Ombuds Office, OUSA and CASA observership discussed at SRA
SRA meeting on Jan. 29 involved discussions on the role of the Ombuds Office, the Ontario Undergraduate Student Alliance and the MSU rejoining CASA.
he Student Representative Assembly meeting 22M took place on Jan. 29 in Gilmour Hall. In this meeting, the assembly covered the accessibility and services of the Ombuds Office, the initiatives being pushed by the Ontario Undergraduate Student Alliance and a motion for the McMaster Students Union to have observer status on the Canadian Alliance of Student Associations.
University Ombuds Carolyn Brendon and Assistant Ombuds Meghan Rego attended the SRA meeting and spoke on the role of the Ombuds Office and the services it offers to McMaster University students.
The Ombuds Office representatives as a part of an outreach initiative to help the university better understand the role of the office within the community.
The Ombuds Office is located at MUSC 210 and offers free and confidential counseling to all members of the McMaster community. Brendan explained that the mandate of the Ombuds details three key principles by which their practices abide by — independence, impartiality and confidentiality.
The Ombuds Office operates outside of the academic and administrative hierarchy and strives for minimal institutional impediments. They also abide by standard confidentiality principles, in which all information discussed is confidential unless there is an imminent risk of harm.
The Ombuds Office deals with academic and non-academic issues, including student financial matters, behavioral and professional codes of conduct, employment and any other student-related issues and concerns.
OUSA President Jessica Look and executive director Malika Dhanani also spoke at the SRA meeting about their organization. OUSA is a collaboration of student governments across the province that advocates for affordable, accessible, accountable and high quality post-secondary education.
Some of the core functions of OUSA include developing informed substantive policy papers, lobbying the provincial government to enact changes and representing the student perspective on the provincial level.
Look and Dhanani detailed how they aim to uplift the student voice through their blog, where student contributors outside of OUSA are free to submit pieces on policy issues they are passionate about. Additionally, OUSA offers summer student internships.
Following the discussion on OUSA’s initiatives and role representing the MSU, the meeting transitioned to other matters, including a discussion around seeking observership with CASA.
The motion to discuss and vote on CASA observership was moved by MSU President Simranjeet Singh and seconded by Vice President (Education) Elizabeth Wong.
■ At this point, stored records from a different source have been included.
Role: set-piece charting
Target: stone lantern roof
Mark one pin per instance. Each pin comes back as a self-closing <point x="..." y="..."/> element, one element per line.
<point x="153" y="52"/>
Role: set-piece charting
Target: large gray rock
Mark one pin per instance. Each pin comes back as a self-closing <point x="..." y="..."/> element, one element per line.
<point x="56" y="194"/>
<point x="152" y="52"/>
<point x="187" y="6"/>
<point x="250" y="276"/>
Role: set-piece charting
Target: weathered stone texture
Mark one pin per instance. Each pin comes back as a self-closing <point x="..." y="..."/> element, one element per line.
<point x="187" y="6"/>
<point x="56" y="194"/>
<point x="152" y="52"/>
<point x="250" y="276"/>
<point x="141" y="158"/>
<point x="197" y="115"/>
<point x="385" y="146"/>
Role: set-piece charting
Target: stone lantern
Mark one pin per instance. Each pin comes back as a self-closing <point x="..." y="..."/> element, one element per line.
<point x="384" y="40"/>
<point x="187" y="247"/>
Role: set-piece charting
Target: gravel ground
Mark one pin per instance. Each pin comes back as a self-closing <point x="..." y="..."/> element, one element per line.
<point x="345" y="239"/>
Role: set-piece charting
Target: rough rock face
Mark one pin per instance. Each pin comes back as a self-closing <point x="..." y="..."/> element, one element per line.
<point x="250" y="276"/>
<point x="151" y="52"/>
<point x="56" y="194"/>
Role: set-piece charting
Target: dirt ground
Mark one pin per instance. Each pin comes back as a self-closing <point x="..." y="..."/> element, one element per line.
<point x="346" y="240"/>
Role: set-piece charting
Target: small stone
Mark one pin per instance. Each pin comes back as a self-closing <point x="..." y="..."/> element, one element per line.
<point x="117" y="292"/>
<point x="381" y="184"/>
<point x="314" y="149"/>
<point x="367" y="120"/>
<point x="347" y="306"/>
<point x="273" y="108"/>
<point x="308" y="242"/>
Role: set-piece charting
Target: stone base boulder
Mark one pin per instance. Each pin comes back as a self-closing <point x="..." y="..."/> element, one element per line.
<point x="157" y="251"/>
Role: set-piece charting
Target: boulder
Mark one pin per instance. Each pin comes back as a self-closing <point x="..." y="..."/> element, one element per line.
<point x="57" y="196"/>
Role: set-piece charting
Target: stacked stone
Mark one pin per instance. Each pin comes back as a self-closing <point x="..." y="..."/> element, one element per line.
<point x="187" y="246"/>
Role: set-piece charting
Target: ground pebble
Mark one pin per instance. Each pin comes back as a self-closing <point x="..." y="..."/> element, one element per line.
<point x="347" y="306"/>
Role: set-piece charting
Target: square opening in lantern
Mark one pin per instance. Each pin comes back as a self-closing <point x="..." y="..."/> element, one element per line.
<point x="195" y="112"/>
Singh shared that CASA is currently the largest body that does advocacy work for student unions at the federal level.
The MSU is currently part of a separate federal advocacy organization, the Undergraduates of Canadian Research-Intensive Universities. Singh explained that with UCRU, the MSU was able to meet with 20 Members of Parliament during lobbying week, while members of CASA were able to meet with 156. The MSU was a member of CASA in the past but left in 2017 due to issues with their management of affairs.
Singh and Wong are proposing CASA observership, a two-year process in which the MSU would attend meetings and try out a CASA membership. Observership would allow the MSU to make an informed decision about whether shifting to CASA involvement would be beneficial.
Observership can be revoked at any point with no consequence and the MSU would remain with UCRU throughout the observership. Following some discussion, the motion was passed with 26 in favour, zero opposed and two abstaining.